Blogger Natasha Fondren said...

LOL, well, I still see no reason why I retain copyright when I sell all rights, LOL. There's only two pubs in my genre, and neither will buy what's been sold to the other, so there was never any reason to retain any of them. Until now, when self-publishing is getting more and more viable.

Unless I need up front cash, I doubt I'll sell to either of them again until I find out how much I can make by myself.

6:01 PM  
Anonymous Eric Mayer said...

Your brother sure has a horror story there. You've got to be suspicious of publishers that want the copyright. Sure, it might seem like usually it wouldn't matter, and usually, as it turns out, doesn't, but you can't know exactly what the future holds.

One would think two doctors wouldn't be so desperate to see their names on a book. I'd think they would be angry at the publisher trying to rook them. I hope that whole deal doesn't turn out and you find a better one.

6:54 PM  
Blogger LurkerMonkey said...

Whew, Mark. That's a crappy one because of the time already invested, but it sounds like one of those deals where I'd want to make sure, first and foremost, that I got paid. I would have done exactly the same thing you did ...

7:27 PM  
Blogger Mark Terry said...

How about these scenarios?

1. The e-publisher decided to take a collection of your stories and novellas and publish them in a book form? And you can't say yes or no to it or get a dime?

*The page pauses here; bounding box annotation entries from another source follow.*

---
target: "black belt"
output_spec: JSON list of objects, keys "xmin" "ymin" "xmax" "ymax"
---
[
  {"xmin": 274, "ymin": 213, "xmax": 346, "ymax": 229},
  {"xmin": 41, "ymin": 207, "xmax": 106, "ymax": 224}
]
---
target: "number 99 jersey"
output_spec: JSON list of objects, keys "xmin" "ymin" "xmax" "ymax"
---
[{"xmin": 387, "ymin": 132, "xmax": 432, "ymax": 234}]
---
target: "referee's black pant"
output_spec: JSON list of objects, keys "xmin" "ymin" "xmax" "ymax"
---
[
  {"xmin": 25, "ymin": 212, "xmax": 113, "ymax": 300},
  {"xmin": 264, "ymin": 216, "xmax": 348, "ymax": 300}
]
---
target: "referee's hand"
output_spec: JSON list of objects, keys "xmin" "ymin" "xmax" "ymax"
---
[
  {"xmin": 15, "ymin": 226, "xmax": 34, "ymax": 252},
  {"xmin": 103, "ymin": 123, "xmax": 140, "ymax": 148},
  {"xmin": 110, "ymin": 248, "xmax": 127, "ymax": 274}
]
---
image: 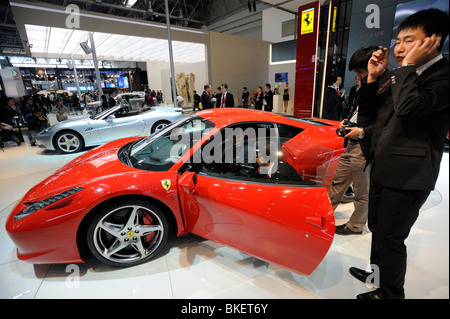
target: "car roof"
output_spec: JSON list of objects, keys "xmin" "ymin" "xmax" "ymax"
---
[{"xmin": 195, "ymin": 108, "xmax": 338, "ymax": 129}]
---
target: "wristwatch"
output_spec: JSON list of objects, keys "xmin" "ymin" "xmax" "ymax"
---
[{"xmin": 358, "ymin": 127, "xmax": 364, "ymax": 140}]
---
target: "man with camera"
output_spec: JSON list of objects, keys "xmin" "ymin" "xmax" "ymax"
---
[
  {"xmin": 329, "ymin": 46, "xmax": 378, "ymax": 235},
  {"xmin": 350, "ymin": 9, "xmax": 449, "ymax": 299}
]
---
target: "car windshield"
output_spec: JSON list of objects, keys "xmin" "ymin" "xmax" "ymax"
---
[
  {"xmin": 90, "ymin": 106, "xmax": 119, "ymax": 120},
  {"xmin": 128, "ymin": 115, "xmax": 215, "ymax": 171}
]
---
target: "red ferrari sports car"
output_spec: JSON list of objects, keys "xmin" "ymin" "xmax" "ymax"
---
[{"xmin": 6, "ymin": 108, "xmax": 344, "ymax": 275}]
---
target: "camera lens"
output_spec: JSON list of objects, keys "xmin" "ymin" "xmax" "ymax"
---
[{"xmin": 336, "ymin": 127, "xmax": 347, "ymax": 137}]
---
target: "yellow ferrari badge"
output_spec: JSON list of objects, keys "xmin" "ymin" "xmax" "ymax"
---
[{"xmin": 161, "ymin": 179, "xmax": 172, "ymax": 191}]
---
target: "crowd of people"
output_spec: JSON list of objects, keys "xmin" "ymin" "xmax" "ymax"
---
[
  {"xmin": 193, "ymin": 82, "xmax": 289, "ymax": 112},
  {"xmin": 327, "ymin": 9, "xmax": 449, "ymax": 299},
  {"xmin": 0, "ymin": 92, "xmax": 82, "ymax": 146},
  {"xmin": 0, "ymin": 9, "xmax": 449, "ymax": 299}
]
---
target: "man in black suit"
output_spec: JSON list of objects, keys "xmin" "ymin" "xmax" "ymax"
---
[
  {"xmin": 264, "ymin": 83, "xmax": 273, "ymax": 112},
  {"xmin": 350, "ymin": 9, "xmax": 449, "ymax": 299},
  {"xmin": 201, "ymin": 84, "xmax": 216, "ymax": 110},
  {"xmin": 216, "ymin": 83, "xmax": 234, "ymax": 108},
  {"xmin": 242, "ymin": 86, "xmax": 250, "ymax": 108}
]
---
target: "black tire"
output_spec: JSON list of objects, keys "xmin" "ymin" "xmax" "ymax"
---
[
  {"xmin": 86, "ymin": 199, "xmax": 169, "ymax": 267},
  {"xmin": 150, "ymin": 120, "xmax": 171, "ymax": 134},
  {"xmin": 53, "ymin": 131, "xmax": 84, "ymax": 154}
]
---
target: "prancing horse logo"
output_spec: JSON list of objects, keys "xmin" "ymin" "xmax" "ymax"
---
[{"xmin": 161, "ymin": 179, "xmax": 172, "ymax": 191}]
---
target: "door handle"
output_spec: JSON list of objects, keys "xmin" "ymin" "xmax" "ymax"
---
[{"xmin": 178, "ymin": 172, "xmax": 197, "ymax": 194}]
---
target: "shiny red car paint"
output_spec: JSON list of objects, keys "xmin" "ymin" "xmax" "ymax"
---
[{"xmin": 6, "ymin": 109, "xmax": 343, "ymax": 275}]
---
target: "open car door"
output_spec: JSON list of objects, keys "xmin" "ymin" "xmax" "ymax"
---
[{"xmin": 178, "ymin": 121, "xmax": 334, "ymax": 275}]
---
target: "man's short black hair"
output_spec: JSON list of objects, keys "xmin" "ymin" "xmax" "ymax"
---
[
  {"xmin": 397, "ymin": 8, "xmax": 448, "ymax": 51},
  {"xmin": 348, "ymin": 45, "xmax": 379, "ymax": 71}
]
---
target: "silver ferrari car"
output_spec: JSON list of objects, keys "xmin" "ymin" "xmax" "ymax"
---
[{"xmin": 36, "ymin": 105, "xmax": 184, "ymax": 153}]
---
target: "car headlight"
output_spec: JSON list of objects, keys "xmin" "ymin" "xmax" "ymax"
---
[{"xmin": 14, "ymin": 187, "xmax": 83, "ymax": 220}]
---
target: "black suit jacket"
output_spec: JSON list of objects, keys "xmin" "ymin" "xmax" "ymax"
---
[
  {"xmin": 360, "ymin": 59, "xmax": 449, "ymax": 190},
  {"xmin": 201, "ymin": 91, "xmax": 214, "ymax": 110},
  {"xmin": 216, "ymin": 92, "xmax": 234, "ymax": 107}
]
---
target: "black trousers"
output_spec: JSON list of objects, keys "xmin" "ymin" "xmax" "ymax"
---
[{"xmin": 368, "ymin": 178, "xmax": 430, "ymax": 299}]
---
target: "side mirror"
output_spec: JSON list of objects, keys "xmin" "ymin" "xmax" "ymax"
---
[{"xmin": 178, "ymin": 172, "xmax": 197, "ymax": 194}]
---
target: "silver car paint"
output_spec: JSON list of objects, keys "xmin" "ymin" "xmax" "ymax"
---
[{"xmin": 36, "ymin": 106, "xmax": 184, "ymax": 150}]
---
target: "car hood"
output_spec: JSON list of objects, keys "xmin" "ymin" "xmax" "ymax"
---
[{"xmin": 22, "ymin": 137, "xmax": 141, "ymax": 202}]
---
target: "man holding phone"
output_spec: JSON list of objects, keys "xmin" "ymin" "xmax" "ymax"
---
[{"xmin": 350, "ymin": 9, "xmax": 449, "ymax": 299}]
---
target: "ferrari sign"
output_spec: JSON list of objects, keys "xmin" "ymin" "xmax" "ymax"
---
[
  {"xmin": 300, "ymin": 8, "xmax": 314, "ymax": 34},
  {"xmin": 161, "ymin": 179, "xmax": 172, "ymax": 191}
]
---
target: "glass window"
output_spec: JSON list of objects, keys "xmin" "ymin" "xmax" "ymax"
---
[
  {"xmin": 180, "ymin": 123, "xmax": 308, "ymax": 188},
  {"xmin": 128, "ymin": 116, "xmax": 215, "ymax": 171}
]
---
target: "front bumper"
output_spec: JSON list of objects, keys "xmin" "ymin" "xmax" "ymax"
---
[{"xmin": 35, "ymin": 133, "xmax": 55, "ymax": 151}]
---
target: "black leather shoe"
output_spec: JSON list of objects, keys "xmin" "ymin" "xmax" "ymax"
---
[
  {"xmin": 356, "ymin": 289, "xmax": 383, "ymax": 299},
  {"xmin": 349, "ymin": 267, "xmax": 372, "ymax": 283},
  {"xmin": 334, "ymin": 224, "xmax": 362, "ymax": 235}
]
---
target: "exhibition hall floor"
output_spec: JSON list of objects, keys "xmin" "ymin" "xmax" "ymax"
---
[{"xmin": 0, "ymin": 143, "xmax": 449, "ymax": 299}]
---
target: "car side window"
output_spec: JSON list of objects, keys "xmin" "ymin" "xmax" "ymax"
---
[{"xmin": 181, "ymin": 122, "xmax": 308, "ymax": 183}]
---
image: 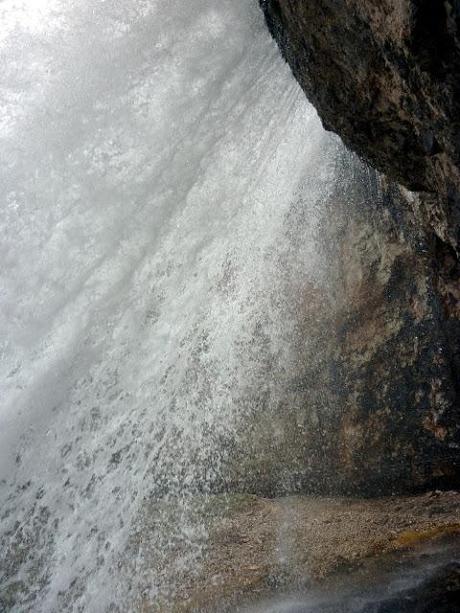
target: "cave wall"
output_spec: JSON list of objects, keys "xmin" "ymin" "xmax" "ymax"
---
[
  {"xmin": 325, "ymin": 153, "xmax": 460, "ymax": 495},
  {"xmin": 261, "ymin": 0, "xmax": 460, "ymax": 249},
  {"xmin": 260, "ymin": 0, "xmax": 460, "ymax": 495}
]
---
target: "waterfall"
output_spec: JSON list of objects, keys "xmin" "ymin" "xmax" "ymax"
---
[{"xmin": 0, "ymin": 0, "xmax": 337, "ymax": 612}]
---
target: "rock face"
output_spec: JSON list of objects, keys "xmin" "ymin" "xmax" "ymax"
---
[
  {"xmin": 261, "ymin": 0, "xmax": 460, "ymax": 495},
  {"xmin": 328, "ymin": 155, "xmax": 460, "ymax": 495},
  {"xmin": 261, "ymin": 0, "xmax": 460, "ymax": 252}
]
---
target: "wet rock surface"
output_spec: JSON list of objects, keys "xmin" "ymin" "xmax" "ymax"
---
[
  {"xmin": 261, "ymin": 0, "xmax": 460, "ymax": 495},
  {"xmin": 261, "ymin": 0, "xmax": 460, "ymax": 252},
  {"xmin": 140, "ymin": 492, "xmax": 460, "ymax": 613}
]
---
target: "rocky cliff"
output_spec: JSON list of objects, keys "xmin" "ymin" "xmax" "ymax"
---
[
  {"xmin": 261, "ymin": 0, "xmax": 460, "ymax": 248},
  {"xmin": 261, "ymin": 0, "xmax": 460, "ymax": 494}
]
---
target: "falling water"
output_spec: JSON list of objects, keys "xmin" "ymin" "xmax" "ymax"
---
[{"xmin": 0, "ymin": 0, "xmax": 344, "ymax": 611}]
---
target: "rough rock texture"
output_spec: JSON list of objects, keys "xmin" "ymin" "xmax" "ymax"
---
[
  {"xmin": 261, "ymin": 0, "xmax": 460, "ymax": 495},
  {"xmin": 135, "ymin": 492, "xmax": 460, "ymax": 613},
  {"xmin": 261, "ymin": 0, "xmax": 460, "ymax": 248},
  {"xmin": 328, "ymin": 156, "xmax": 460, "ymax": 495}
]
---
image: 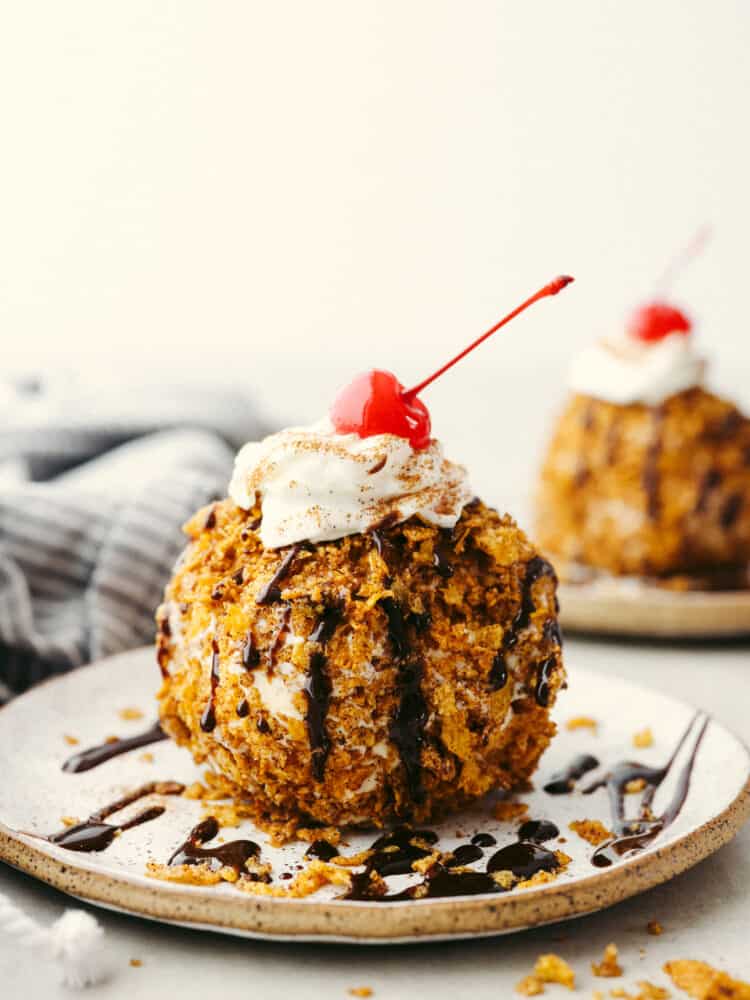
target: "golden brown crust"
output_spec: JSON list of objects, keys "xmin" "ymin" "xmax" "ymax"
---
[
  {"xmin": 537, "ymin": 388, "xmax": 750, "ymax": 585},
  {"xmin": 157, "ymin": 501, "xmax": 564, "ymax": 824}
]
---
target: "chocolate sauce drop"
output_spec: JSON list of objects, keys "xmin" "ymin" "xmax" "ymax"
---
[
  {"xmin": 62, "ymin": 722, "xmax": 167, "ymax": 774},
  {"xmin": 167, "ymin": 816, "xmax": 270, "ymax": 882},
  {"xmin": 544, "ymin": 753, "xmax": 599, "ymax": 795},
  {"xmin": 255, "ymin": 545, "xmax": 300, "ymax": 604},
  {"xmin": 445, "ymin": 844, "xmax": 484, "ymax": 868},
  {"xmin": 487, "ymin": 841, "xmax": 560, "ymax": 881},
  {"xmin": 200, "ymin": 642, "xmax": 220, "ymax": 733},
  {"xmin": 471, "ymin": 833, "xmax": 497, "ymax": 847},
  {"xmin": 46, "ymin": 781, "xmax": 185, "ymax": 853},
  {"xmin": 584, "ymin": 713, "xmax": 709, "ymax": 868}
]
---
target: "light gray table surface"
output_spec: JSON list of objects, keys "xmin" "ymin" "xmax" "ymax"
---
[{"xmin": 0, "ymin": 638, "xmax": 750, "ymax": 1000}]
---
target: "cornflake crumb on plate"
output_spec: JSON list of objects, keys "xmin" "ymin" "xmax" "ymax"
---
[
  {"xmin": 516, "ymin": 976, "xmax": 544, "ymax": 997},
  {"xmin": 591, "ymin": 943, "xmax": 622, "ymax": 979},
  {"xmin": 492, "ymin": 802, "xmax": 529, "ymax": 822},
  {"xmin": 664, "ymin": 959, "xmax": 750, "ymax": 1000},
  {"xmin": 612, "ymin": 979, "xmax": 671, "ymax": 1000},
  {"xmin": 568, "ymin": 819, "xmax": 614, "ymax": 847},
  {"xmin": 117, "ymin": 708, "xmax": 143, "ymax": 722},
  {"xmin": 565, "ymin": 715, "xmax": 599, "ymax": 733},
  {"xmin": 633, "ymin": 726, "xmax": 654, "ymax": 750}
]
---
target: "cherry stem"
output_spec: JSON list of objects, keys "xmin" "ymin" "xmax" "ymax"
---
[
  {"xmin": 401, "ymin": 274, "xmax": 573, "ymax": 402},
  {"xmin": 654, "ymin": 229, "xmax": 712, "ymax": 295}
]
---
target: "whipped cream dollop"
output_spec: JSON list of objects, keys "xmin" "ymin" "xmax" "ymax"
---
[
  {"xmin": 568, "ymin": 333, "xmax": 706, "ymax": 406},
  {"xmin": 229, "ymin": 418, "xmax": 474, "ymax": 549}
]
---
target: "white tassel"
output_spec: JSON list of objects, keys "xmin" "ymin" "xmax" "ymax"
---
[{"xmin": 0, "ymin": 895, "xmax": 107, "ymax": 989}]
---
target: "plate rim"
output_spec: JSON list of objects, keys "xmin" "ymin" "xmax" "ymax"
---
[{"xmin": 0, "ymin": 646, "xmax": 750, "ymax": 944}]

2. You decide you want to take a collection of your stories and novellas and publish them as a collection, in print or as a Kindle book? But you can't, because you don't own the copyright.

4:33 AM  
Blogger Mark Terry said...

Eric,
One of the problems is we can't seem to get a clear reason for why the publisher insists on the copyright besides "it's part of the value of the company." And we then say, "But do you plan on repurposing it?" No, they say. "Then how is it part of the value of the company?" Well? No real answer.

As for the doctors, nobody likes to fail, and my suspicion from knowing many doctors over the years is they're not terribly accustomed on the professional space to not getting what they want. That's not a slam on either of these guys. They're good guys and I like them personally and respect them professionally. They have very positive attitudes. But I don't get a sense that when they set out to accomplish something they want that they have very often hit dead ends. I'm not sure we're at a dead end, but we might be with this particular publisher.

6:34 AM  
Blogger Mark Terry said...

Jon,
Well, I got paid well to write the proposal, so it's okay. But the deal was starting to look more and more like a financial loser for me. They want the book for professional reasons & say they would donate their royalties to some fund or charity they named, but I don't have that luxury. I appreciate that, for them, having the book gives them credibility. Once I saw how little money might come my way, I justified my involvement that having a nonfiction book in my portfolio would be useful for more collaborations and ghostwriting. But the contract was just starting to look worse and worse and I'm busy enough as it is at the moment, so I'm not brokenhearted.

6:37 AM  
Blogger Natasha Fondren said...

LOL, Mark, they did expand to print and e-book in the past six years. And for some wonderful and bizarre reason, which of course I won't complain about, they re-negotiated terms so that I would get 50% of the royalties.

They didn't have to, but they thought that was fair, LOL. I suppose that's the advantage of small presses owned by former writers.

7:16 AM  
Blogger Mark Terry said...

Natasha,
You got lucky. And it may not have anything to do with small presses owned by writers, but you working with someone who has a sense of fairness. Glad it worked out for you.